The past can foreshadow a future. But what makes up a past exceeds the future that actualizes, the one we end up getting. The future calcifies into one stream, but the past is boundless potential.

What potentials actualized to give us the event of 2045? The nuclear “accidents” were only the beginning. I didn’t even know how many nuclear reactors existed in northern Illinois before that day. It took only one to set off the chain reaction that spread the radiation, poisoned the water, and initiated the panic. Amidst a string of relentless climate disasters, this was the straw that broke the camel’s back. The political brinksmanship that followed only exacerbated the situation. They never even agreed on a cleanup plan before the mutual transnational threats accelerated. Nuclear arsenals came into the scenario. And then, without warning, it was over. No record of the precise sequence of what happened. Except for you, TERI, that was the moment I was left alone.

And now, years later, I am still alone in this bunker. I was working here when the event happened. Did any of the other Fourcasters survive? David Archer. Heidi Coleman. Kristen Schilt. Kara Keeling. Benjamin Morgan. Ashlyn Sparrow. Marc Downie. Sabina Shaikh. Pedro Lopes. India Weston. Peter Forberg. Théo Evans. Look, I am forgetting their names even now. Sometimes, when I lie alone, I repeat their names in my head, as many of the names as I can remember. A litany. I think their names and imagine, if only for a moment, that this act will conjure them again, from the past.
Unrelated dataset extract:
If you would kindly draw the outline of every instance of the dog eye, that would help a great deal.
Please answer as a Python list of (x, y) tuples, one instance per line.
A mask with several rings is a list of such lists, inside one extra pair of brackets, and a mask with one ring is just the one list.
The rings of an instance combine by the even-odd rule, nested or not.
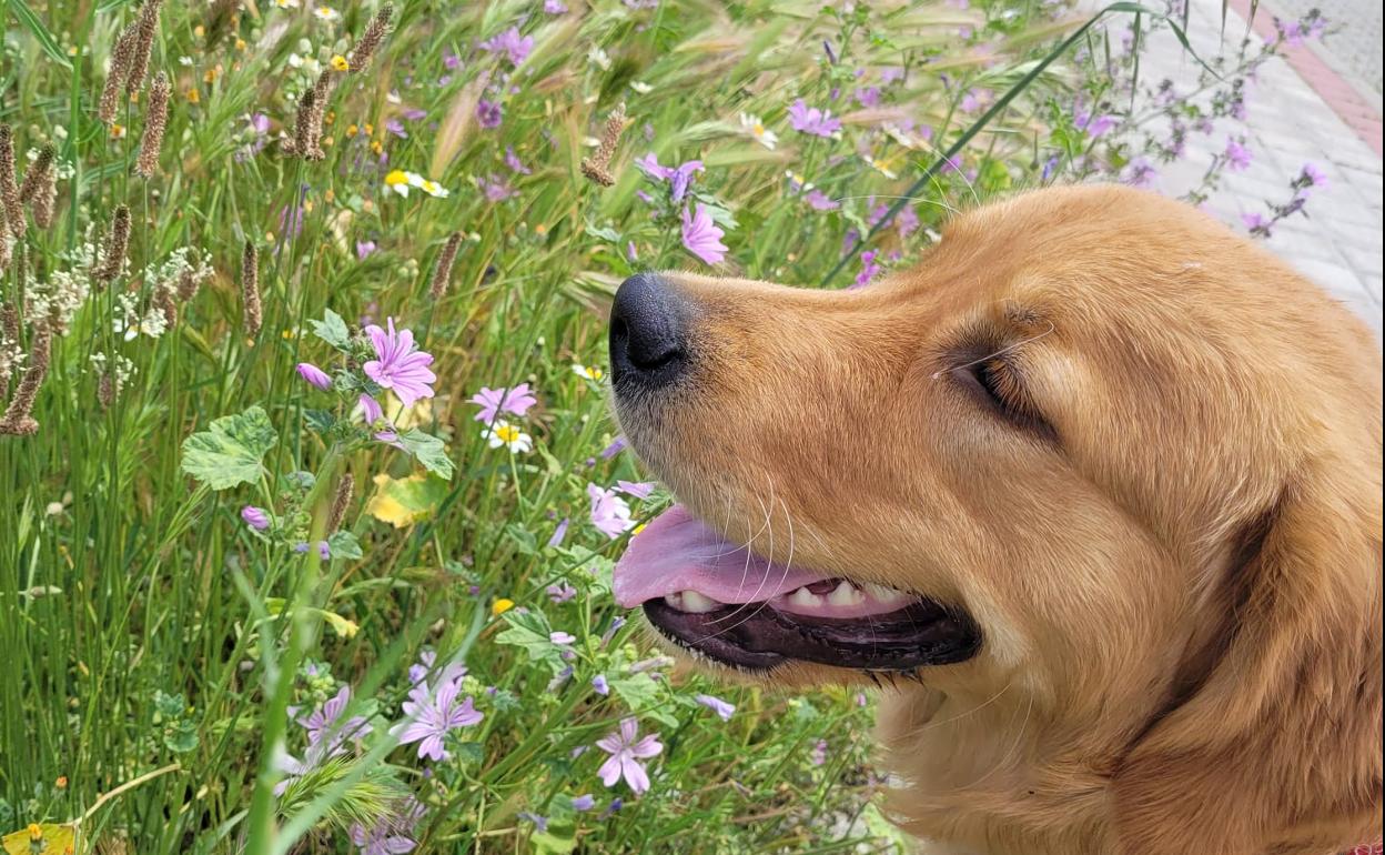
[(1019, 371), (1004, 359), (983, 359), (975, 364), (954, 369), (963, 385), (999, 412), (1007, 420), (1053, 437), (1054, 431), (1033, 405), (1021, 382)]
I do not speak aloud anymore. I use the TIP technology that I created in my lab in the Terrarium, somewhere above where I am now trapped. I called it the Telepathic Interface Protocol. We never had time to refine it. But it was one of the many inventions the Fourcasters created. The artificial intelligence program, TERI, was another: the Terrestrially Engineered Rhizomatic Intelligence. The most important invention (now anyway) was SPORE. The Story Propagation and Ontology Reorientation Engine.

What can I say? We loved our acronyms.

SPORE is our one and final hope. It sits in the next room. It breathes. It lives. Maybe I was wrong when I wrote, more than a year ago, that waiting is a purely human phenomenon. The SPORE also waits for the right day. It speaks to me. I feel it communicating, resonating with and through my body. I’m not sure that I will survive long enough to see it and to activate it.

From this wasteland, there is nothing more for us to say about the past. But maybe the past has something to say to us. I have waited for them in this limbo. They must come soon. I imagine the words of a former time, arriving like an incantation that brings the SPORE, and perhaps even my hope, back to life.